Mediating Commercial Rent Disputes
Commercial rent disputes have been an ongoing problem since New Zealand’s first lockdown, but just before lockdown 2.0 the Government finally announced how it would try to help.
1 September 2020
Justice Minister Andrew Little says the Government is allocating $40 million towards mediation and arbitration costs for businesses and landlords to resolve rent issues as they face the economic impacts of Covid-19.
The funding is to improve access to arbitration in a timely and cost-effective way, to support small or medium businesses to reach agreement on a fair rent.
It will also cover mediation for commercial landlords and tenants whose leases do not provide for a reduction of rent in the event of an emergency. Little says it is critical that businesses who have not reached an agreement be assisted to find a solution that will help New Zealand recover from the economic impacts of Covid-19.
“This funding will ensure that tenants and landlords, even if financially constrained, will be able to access dispute resolution services.”
Initially, the Government wanted to temporarily amend the Property Law Act to insert a clause in commercial leases requiring a fair reduction in rent where a business had suffered a Covid-19 related loss of revenue.
But New Zealand First did not support that plan, which meant the Government had to go back to the drawing board on the issue.

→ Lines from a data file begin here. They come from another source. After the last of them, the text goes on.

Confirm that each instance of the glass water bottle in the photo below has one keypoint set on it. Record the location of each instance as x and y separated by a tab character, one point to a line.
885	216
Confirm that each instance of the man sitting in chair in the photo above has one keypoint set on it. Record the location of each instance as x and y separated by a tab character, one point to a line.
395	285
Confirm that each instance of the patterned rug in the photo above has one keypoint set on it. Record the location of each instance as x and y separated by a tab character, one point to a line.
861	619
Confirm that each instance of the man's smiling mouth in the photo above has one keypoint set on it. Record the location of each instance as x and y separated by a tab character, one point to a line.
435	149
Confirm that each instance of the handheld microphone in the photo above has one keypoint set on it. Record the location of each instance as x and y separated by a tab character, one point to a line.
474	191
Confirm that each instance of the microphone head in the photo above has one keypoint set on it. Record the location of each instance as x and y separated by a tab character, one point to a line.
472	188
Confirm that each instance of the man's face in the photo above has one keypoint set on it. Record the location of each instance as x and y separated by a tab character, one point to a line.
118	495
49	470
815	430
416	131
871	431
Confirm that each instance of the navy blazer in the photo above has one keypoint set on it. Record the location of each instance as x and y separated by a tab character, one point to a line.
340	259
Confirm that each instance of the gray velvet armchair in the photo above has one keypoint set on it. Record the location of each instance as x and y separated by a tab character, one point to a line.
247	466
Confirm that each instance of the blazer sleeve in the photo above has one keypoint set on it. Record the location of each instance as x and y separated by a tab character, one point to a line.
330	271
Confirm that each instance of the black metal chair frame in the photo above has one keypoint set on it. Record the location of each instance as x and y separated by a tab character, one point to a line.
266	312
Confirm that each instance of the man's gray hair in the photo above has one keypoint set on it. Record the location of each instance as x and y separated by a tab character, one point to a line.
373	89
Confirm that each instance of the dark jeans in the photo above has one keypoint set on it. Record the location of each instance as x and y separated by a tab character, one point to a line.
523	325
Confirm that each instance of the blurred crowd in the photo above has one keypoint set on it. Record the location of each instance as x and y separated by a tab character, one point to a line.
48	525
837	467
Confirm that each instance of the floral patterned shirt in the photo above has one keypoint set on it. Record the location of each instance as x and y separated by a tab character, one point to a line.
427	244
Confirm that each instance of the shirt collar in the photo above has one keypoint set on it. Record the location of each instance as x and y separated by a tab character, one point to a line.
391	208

Little says the latest initiative is a good solution that will be of assistance to many small businesses across the country.
“I encourage businesses and landlords to work towards reaching a fair agreement on the payment of rent and using this funding to access mediation and arbitration services if that helps.”
Property Council chief executive Leonie Freeman says the announcement finally closed the lid on the Covid induced rent relief issue for tenants and they are pleased with the outcome.
“With a new lockdown now in place, we continue to encourage landlords and tenants to work together to get through this time - we’ve been here before and know the drill - let’s just get on with keeping people (on both sides of the equation) in business.”